Perspectival limitations: the theoretical, temporal, and spatial scope of the debate

As the academic view of heritage became more diversified, as described above, the complexity and scope of the debate grew significantly over the course of the 1980s and 1990s.

Nonetheless, heritage theories were still subject to enormous perspectival limitations. First of all, from the mid 1990s, the Marxist structural approach found itself irreconcilably opposed to the approach oriented to (everyday) cultural actions, which increased the pressure to position heritage in substantive terms (Terry-Chandler’s criticism of Lowenthal) and hampered innovative new approaches. But even Max Weber had warned that the aim of scholarship could not be

to substitute for a one-sided materialistic an equally one-sided spiritualistic causal interpretation of culture and history. Each is equally possible, but each, if it does not serve as the preparation, but as the conclusion of an investigation, accomplishes equally little in the interest of historical truth.

(Weber 2001: 125)

Second, the empirical area of application for heritage theories remained extraordinarily limited. Such theories tended to focus on the decades since the 1970s, and the studies were restricted to the territory of the British Isles.

Samuel and Lowenthal did manage to expand the perspective of the British heritage debate to include a wider timeframe. Instead of dating the start of the heritage boom to the 1970s, when the semantic field surrounding heritage had undeniably changed both quantitatively and qualitatively, they thought that heritage was closely connected to the rise of the nation state in the nineteenth century (Lowenthal) or the labor movement in the twentieth (Samuel), by means of which heritage—previously a privilege of the “princes and prelates, merchants and magnates”—had become part of collective identities beyond class and status: “The nineteenth and twentieth centuries democratized heritage” (Lowenthal 1998c: 173). Lowenthal’s emphasis on the function of heritage as a foundation for group identity could have applied to even earlier periods, and his definitions made it possible to link heritage to more recent debates concerning the relationship between history and tradition (cf. Hobsbawm and Ranger 1983; Giddens 1994) as well as history and memory (cf. Nora 1989; Le Goff 1992; Assmann 2011). However, these facts were overlooked in the UK debate (regarding the later exploration of these themes, see Section 2.2.3).

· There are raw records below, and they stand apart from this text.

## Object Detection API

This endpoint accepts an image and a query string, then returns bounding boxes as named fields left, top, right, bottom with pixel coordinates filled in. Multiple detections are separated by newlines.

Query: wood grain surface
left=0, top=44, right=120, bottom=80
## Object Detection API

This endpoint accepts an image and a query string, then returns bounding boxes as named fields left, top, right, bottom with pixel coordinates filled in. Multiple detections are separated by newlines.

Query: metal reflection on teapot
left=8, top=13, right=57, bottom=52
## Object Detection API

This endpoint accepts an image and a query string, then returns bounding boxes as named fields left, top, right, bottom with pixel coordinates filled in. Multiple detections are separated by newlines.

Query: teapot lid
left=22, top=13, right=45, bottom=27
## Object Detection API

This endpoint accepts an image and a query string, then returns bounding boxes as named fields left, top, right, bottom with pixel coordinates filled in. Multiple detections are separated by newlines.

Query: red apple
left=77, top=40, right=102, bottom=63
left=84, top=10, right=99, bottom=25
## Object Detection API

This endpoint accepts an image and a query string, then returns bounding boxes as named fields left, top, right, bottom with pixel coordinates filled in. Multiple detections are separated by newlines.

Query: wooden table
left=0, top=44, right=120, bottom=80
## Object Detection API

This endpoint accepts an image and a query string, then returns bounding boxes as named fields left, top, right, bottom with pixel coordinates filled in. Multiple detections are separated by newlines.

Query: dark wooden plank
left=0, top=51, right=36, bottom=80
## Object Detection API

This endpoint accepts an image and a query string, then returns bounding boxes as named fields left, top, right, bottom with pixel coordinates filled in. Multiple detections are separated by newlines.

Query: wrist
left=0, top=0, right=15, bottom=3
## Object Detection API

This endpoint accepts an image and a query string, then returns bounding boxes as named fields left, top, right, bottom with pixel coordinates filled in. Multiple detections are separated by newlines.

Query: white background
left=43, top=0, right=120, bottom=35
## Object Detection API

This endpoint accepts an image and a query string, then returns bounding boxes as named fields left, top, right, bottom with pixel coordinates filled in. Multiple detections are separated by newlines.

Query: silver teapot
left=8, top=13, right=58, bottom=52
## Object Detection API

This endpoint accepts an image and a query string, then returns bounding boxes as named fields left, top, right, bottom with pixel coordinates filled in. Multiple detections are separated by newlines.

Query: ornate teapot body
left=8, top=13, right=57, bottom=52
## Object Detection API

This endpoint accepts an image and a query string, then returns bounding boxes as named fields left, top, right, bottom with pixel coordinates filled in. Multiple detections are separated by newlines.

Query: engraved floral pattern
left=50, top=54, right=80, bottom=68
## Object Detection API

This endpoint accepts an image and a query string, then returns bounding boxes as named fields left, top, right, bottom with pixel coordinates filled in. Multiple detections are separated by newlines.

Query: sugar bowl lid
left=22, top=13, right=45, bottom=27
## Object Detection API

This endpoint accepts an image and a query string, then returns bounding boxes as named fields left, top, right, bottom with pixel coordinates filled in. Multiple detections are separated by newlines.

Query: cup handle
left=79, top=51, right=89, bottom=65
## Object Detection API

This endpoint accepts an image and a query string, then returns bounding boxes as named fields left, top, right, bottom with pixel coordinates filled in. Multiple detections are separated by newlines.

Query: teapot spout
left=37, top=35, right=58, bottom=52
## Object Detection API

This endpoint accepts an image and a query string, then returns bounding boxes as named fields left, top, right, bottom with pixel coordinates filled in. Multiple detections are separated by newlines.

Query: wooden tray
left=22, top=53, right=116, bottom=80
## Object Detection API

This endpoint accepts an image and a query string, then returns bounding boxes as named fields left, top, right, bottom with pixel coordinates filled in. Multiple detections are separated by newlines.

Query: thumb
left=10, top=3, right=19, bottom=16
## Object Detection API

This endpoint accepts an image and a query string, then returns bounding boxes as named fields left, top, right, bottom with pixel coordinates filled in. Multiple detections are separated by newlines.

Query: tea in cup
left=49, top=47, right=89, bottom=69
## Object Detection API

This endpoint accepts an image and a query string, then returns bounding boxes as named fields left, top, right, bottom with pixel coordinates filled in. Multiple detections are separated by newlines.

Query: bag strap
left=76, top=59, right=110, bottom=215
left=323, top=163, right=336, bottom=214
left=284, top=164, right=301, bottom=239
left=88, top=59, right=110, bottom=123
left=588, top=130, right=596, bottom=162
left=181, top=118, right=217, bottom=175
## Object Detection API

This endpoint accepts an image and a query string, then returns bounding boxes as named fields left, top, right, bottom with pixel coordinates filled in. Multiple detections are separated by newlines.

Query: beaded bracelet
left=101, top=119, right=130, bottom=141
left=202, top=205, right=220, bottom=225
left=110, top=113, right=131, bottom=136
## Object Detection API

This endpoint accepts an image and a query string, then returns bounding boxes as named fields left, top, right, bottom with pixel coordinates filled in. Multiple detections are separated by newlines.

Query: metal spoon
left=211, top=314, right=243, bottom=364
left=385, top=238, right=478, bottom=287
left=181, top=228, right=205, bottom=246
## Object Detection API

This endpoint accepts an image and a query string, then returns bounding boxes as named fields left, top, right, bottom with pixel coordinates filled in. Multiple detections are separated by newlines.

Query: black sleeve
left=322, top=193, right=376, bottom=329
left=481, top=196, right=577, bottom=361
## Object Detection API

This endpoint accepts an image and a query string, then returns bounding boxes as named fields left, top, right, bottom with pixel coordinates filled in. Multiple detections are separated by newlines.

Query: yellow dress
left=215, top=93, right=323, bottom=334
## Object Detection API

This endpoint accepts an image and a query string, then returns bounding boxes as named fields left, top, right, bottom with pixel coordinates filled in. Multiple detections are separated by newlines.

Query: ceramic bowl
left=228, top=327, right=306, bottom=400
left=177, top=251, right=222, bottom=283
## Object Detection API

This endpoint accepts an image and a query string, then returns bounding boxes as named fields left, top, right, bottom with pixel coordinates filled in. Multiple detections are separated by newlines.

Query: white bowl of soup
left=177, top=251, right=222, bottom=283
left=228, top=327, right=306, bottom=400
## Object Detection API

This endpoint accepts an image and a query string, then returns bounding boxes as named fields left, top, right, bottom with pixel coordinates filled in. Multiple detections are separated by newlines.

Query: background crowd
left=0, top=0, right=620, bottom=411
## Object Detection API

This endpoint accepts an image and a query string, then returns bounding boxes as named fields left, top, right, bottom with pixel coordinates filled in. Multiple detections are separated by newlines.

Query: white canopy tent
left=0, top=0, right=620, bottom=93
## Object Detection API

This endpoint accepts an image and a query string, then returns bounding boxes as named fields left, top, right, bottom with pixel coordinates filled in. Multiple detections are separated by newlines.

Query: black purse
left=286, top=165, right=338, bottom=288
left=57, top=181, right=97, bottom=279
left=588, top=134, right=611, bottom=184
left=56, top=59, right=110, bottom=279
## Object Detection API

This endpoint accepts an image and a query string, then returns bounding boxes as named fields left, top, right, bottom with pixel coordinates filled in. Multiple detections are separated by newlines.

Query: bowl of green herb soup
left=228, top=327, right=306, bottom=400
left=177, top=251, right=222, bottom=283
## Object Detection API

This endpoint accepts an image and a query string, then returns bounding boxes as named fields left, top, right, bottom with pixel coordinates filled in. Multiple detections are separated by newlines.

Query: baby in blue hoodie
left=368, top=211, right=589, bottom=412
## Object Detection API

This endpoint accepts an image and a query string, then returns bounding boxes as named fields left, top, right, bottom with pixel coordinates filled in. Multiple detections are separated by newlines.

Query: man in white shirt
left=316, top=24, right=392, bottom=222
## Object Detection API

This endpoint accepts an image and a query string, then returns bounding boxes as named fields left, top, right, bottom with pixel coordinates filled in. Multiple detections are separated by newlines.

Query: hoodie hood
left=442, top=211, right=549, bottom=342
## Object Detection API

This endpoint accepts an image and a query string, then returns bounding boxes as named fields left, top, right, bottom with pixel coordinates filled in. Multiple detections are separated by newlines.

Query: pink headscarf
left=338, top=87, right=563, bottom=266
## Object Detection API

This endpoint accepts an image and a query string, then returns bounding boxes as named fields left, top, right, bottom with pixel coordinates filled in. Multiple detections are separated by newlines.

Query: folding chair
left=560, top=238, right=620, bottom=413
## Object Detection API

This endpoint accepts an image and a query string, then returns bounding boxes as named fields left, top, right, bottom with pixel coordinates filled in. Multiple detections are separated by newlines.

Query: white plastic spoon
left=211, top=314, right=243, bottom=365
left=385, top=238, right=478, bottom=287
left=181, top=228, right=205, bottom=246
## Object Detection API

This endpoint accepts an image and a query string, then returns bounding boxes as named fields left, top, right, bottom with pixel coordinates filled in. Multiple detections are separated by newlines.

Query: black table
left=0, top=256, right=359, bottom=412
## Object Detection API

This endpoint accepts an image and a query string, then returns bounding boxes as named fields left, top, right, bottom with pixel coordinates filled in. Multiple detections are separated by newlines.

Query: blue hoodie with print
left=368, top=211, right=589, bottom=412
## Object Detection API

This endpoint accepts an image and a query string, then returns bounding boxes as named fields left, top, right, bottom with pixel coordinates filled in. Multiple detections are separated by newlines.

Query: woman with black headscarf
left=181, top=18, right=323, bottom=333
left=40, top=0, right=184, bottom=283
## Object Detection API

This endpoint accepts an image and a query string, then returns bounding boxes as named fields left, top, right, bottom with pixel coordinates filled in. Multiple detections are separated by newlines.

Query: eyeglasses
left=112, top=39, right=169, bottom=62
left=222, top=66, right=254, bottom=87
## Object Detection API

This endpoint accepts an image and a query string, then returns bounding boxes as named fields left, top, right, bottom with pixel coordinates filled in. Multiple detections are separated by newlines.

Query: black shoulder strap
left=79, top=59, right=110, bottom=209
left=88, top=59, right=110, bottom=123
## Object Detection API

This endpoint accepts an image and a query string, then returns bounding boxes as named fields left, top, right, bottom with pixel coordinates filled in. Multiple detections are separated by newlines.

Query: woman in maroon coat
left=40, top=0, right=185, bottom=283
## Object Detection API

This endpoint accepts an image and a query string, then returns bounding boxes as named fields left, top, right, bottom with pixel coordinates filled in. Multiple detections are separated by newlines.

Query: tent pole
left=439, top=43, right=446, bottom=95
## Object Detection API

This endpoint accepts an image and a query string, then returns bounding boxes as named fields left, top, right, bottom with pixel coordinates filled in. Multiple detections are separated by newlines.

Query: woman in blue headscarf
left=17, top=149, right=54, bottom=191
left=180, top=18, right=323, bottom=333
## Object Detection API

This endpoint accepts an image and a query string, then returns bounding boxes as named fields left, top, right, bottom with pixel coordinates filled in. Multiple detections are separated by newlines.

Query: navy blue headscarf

In terms of spatial scope as well, Samuel and Lowenthal’s perspectives widened the heritage debate tremendously. While Samuel called for the local construction of heritage to be given more attention in future research and placed on an equal footing with official (national) historiography, Lowenthal was the first to do away with the “belief in national exceptionalism” (McGuigan 1996: 118) that had been characteristic of the British heritage debate to date and to identify heritage as a global phenomenon instead. These complementary perspectives resulted in a close-range view of heritage while also demonstrating to UK heritage researchers that it was possible to investigate heritage in terms of international comparisons as well. But the national level remained the dominant explanatory reference system for Corner and Harvey and for Samuel, as a discourse of dominance which marginalized local heritage initiatives, and for the global heritage crusade, described by Lowenthal as a state-influenced (Western) form of viewing the past. The next chapter will cover the discussions of the 1990s and 2000s, which traced the heritage phenomenon beyond the boundaries of the UK and analyzed it on a much broader scale by drawing on postmodern and postcolonial theories.